UK Labour’s nationalized broadband election bid is seemingly free of logic

Source:Global Times Published: 2019/11/18 19:38:39

A city view of London Photo: VCG



"British Broadband" is a catchy alliterative title, but that's about all. The opposition Labour party on Thursday announced it wants to nationalize telecoms provider BT's network in order to give everyone speedy fiber connections. State ownership might fix the country's lagging communications infrastructure, but the promise of free web surfing risks condemning the idea to previous failed experiments in public ownership like British Coal or carmaker British Leyland.

Labour leader Jeremy Corbyn's proposal drags Britain's relatively poor levels of connectivity into the heart of the December 12 election. BT's fiber network currently reaches just 1.6 million homes, 9 percent of the total and way behind Spain and France. The company could crank up investment, but needs to provide a return to shareholders. Nationalizing BT's Openreach network would allow the state to complete the task.

That's an expensive proposition, though. Openreach earned 2.4 billion pounds ($3.1 billion) of EBITDA in the year to March. Valued at the 5 times multiple investors currently attach to the whole of BT, buying it back might cost taxpayers 12 billion pounds. Labour reckons extending the fiber network to 18 million homes would cost an additional 20 billion pounds. BT Chief Executive Philip Jansen says the bill would be twice as high.

But Labour is taking the idea further by promising to provide fiber broadband to the entire population free of charge. That cranks up the costs. Labour estimates the cost of running the fiber network at just 230 million pounds a year. Fiber is cheaper to maintain than old copper networks but that's still hard to square with Openreach's annual operating expenses of about 2.6 billion pounds.

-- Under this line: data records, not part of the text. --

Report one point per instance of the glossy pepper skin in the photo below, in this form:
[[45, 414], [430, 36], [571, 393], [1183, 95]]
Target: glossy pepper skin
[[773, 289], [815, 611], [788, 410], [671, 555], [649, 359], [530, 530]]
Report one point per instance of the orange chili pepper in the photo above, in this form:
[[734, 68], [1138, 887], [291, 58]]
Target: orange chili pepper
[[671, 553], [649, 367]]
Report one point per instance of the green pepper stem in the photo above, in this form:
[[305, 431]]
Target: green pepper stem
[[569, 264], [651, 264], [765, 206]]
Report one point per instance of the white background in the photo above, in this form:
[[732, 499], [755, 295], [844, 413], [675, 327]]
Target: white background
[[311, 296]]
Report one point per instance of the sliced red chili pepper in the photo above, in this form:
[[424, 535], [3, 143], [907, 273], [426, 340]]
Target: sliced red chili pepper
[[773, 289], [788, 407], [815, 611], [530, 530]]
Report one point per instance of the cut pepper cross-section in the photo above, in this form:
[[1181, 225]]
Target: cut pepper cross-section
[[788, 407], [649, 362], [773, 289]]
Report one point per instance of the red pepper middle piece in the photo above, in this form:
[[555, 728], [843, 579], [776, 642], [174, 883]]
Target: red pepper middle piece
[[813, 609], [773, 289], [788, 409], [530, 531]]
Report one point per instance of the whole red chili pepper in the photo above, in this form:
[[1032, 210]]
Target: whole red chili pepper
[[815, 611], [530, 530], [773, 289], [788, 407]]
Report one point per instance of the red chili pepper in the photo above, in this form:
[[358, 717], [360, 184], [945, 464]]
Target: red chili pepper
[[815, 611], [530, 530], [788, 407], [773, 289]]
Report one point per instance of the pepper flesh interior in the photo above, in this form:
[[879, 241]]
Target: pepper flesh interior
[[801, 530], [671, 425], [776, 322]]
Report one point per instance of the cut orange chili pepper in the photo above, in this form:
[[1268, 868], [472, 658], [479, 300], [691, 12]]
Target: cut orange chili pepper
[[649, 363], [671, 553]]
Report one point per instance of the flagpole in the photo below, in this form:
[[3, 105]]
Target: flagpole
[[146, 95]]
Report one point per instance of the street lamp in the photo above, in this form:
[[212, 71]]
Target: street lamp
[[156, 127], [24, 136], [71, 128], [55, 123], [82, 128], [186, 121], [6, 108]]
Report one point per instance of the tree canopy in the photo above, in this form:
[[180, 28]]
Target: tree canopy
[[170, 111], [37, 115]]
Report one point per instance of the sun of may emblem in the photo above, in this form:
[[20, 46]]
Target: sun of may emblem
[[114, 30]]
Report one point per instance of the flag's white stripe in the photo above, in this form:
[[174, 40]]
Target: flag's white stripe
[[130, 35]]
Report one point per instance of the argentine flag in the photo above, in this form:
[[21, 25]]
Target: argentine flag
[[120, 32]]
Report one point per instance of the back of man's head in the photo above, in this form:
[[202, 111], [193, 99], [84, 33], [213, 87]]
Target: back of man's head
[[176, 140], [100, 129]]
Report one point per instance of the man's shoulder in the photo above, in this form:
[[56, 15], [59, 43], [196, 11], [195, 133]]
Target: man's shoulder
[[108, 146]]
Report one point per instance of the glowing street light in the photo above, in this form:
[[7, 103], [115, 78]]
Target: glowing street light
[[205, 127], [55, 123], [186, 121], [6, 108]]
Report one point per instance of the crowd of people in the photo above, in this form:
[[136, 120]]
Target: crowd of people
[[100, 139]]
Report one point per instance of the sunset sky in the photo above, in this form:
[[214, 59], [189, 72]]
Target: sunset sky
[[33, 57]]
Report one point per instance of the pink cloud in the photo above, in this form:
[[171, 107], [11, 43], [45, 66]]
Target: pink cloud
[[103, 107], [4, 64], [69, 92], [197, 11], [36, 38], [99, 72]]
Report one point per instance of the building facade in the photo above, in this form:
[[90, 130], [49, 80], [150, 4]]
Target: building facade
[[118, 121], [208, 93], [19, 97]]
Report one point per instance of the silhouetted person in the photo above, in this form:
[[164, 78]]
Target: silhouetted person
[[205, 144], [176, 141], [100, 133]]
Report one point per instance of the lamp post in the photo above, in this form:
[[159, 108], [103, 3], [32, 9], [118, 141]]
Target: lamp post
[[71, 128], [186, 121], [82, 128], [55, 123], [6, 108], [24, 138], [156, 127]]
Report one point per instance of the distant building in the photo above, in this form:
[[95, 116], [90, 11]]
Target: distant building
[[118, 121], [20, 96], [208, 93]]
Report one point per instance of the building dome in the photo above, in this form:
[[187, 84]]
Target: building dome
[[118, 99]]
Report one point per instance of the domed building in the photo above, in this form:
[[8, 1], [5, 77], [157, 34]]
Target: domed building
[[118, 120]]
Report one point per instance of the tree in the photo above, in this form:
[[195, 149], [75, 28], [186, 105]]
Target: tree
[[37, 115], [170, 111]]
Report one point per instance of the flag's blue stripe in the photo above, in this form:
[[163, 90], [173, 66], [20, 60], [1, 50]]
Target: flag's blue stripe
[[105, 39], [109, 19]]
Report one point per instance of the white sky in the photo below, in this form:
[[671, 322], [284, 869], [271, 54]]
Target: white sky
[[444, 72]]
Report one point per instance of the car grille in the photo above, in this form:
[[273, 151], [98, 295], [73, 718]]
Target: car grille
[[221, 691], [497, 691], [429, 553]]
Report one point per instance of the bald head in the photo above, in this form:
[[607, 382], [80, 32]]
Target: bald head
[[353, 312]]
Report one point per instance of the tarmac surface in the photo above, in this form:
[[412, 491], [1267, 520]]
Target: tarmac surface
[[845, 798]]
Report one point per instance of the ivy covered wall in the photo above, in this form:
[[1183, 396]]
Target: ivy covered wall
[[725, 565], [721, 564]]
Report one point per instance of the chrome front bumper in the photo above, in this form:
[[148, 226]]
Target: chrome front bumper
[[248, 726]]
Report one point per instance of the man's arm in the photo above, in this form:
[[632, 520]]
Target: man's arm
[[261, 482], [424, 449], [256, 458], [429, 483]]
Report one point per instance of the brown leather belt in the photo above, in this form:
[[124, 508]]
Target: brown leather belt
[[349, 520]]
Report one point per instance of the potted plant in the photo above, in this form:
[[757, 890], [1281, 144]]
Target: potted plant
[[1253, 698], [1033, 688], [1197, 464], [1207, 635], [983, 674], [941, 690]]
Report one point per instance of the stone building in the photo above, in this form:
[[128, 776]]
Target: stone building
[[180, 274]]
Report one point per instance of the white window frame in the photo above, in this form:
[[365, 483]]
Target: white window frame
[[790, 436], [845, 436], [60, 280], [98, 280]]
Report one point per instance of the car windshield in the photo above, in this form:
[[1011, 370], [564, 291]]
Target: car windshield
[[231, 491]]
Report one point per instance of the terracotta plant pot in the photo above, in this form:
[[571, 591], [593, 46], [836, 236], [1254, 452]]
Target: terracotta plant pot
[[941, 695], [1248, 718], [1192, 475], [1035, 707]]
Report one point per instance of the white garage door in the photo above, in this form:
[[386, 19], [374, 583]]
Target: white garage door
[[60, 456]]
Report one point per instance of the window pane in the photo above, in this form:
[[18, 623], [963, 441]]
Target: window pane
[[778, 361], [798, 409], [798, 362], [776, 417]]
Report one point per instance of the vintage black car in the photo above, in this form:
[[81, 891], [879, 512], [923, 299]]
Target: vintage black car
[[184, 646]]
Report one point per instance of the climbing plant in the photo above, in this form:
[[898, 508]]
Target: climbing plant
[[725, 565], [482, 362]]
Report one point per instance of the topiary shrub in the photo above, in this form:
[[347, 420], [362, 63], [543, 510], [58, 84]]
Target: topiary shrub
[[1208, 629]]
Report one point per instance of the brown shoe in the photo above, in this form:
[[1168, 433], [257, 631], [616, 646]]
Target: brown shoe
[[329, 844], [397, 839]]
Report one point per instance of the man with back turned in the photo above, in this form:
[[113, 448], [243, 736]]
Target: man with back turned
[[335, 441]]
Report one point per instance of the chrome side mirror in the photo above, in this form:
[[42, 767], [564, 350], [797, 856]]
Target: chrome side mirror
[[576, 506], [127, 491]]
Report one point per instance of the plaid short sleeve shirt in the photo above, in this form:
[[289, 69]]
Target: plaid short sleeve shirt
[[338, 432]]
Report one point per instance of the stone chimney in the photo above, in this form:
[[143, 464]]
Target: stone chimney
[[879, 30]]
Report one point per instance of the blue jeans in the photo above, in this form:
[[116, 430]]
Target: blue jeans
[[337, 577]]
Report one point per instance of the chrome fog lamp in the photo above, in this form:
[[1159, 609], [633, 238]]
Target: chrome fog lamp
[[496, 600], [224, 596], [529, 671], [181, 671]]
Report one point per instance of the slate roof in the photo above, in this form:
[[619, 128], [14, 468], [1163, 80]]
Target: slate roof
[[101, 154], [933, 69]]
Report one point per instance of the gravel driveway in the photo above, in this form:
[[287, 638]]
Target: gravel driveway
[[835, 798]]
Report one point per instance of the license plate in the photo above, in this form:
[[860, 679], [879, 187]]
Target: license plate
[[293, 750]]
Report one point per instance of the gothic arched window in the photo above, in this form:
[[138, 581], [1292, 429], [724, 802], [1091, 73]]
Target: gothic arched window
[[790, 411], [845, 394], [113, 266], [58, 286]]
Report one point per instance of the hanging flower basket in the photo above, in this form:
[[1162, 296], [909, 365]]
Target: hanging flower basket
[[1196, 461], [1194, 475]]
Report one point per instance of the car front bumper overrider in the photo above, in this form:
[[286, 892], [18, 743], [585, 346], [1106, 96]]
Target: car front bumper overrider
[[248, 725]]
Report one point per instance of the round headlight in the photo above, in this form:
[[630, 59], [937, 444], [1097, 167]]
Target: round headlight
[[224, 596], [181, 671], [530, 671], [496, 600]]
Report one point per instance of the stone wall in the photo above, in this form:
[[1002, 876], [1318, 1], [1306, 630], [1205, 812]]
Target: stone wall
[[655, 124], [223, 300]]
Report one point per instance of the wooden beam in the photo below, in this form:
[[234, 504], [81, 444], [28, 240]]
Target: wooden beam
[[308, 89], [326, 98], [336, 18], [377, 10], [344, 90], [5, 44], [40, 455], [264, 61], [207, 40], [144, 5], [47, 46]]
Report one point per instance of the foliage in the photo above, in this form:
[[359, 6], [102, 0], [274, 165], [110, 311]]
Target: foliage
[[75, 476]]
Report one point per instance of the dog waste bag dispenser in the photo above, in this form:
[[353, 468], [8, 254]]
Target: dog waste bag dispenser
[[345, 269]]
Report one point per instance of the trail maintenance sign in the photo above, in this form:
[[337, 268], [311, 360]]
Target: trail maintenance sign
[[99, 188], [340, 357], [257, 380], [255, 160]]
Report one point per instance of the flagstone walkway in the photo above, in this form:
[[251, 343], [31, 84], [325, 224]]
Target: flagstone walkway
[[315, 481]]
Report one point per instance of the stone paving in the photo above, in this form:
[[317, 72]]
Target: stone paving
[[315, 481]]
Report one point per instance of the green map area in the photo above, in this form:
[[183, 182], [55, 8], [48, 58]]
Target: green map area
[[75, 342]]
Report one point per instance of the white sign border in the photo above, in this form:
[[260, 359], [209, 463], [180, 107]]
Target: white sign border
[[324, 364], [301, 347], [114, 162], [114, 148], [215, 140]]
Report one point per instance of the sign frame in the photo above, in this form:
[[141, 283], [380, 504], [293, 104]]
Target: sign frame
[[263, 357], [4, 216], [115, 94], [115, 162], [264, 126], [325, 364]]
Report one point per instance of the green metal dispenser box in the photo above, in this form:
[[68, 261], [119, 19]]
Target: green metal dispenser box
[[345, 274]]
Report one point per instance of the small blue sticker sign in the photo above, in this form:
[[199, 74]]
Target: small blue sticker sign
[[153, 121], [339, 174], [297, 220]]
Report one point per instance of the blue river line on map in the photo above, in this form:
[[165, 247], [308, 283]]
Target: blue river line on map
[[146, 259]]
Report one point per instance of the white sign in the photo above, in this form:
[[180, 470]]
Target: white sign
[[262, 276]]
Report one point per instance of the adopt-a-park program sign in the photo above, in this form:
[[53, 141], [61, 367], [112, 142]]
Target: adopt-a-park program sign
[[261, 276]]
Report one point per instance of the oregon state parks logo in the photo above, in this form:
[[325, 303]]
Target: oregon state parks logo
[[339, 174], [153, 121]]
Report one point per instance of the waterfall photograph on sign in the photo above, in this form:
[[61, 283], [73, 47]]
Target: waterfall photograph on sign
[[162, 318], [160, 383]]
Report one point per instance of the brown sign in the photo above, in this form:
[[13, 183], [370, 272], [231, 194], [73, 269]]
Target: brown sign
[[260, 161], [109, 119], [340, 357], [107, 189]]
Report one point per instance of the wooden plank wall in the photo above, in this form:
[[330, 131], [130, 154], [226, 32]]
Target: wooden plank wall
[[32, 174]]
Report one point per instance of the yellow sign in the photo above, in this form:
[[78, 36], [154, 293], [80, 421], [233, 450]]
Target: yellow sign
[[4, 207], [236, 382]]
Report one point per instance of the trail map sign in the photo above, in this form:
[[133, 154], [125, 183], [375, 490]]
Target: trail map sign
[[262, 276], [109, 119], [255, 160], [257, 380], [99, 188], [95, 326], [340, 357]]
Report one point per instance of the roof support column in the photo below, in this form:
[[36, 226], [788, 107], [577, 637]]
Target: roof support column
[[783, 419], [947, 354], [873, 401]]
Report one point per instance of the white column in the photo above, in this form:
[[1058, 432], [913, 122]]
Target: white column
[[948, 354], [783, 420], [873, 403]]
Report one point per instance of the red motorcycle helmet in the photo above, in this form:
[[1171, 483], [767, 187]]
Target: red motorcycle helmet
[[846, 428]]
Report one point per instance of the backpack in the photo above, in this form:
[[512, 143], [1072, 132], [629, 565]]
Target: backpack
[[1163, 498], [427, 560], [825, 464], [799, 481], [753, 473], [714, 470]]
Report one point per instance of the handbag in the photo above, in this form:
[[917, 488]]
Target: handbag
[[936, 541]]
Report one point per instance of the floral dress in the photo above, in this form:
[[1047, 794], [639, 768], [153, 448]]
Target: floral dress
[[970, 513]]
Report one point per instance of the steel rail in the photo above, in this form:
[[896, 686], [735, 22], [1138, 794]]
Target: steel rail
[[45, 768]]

To pay for the giveaway, Labour wants to tax multinationals like Amazon according to their presence in the UK, rather than on the earnings they report locally. How much this would raise is unclear. So is the question of compensating rival UK broadband providers like Liberty Global and Comcast-owned Sky, whose businesses would presumably be wiped out.

Opinion polls suggest Labour's chances of forming a government that could implement the plan are slim. This helps explain the less than 2 percent drop in BT shares on Friday morning. British politics could do with a healthy debate about its broadband needs. Unfortunately, the unbaked idea of free internet for all undermines that discussion.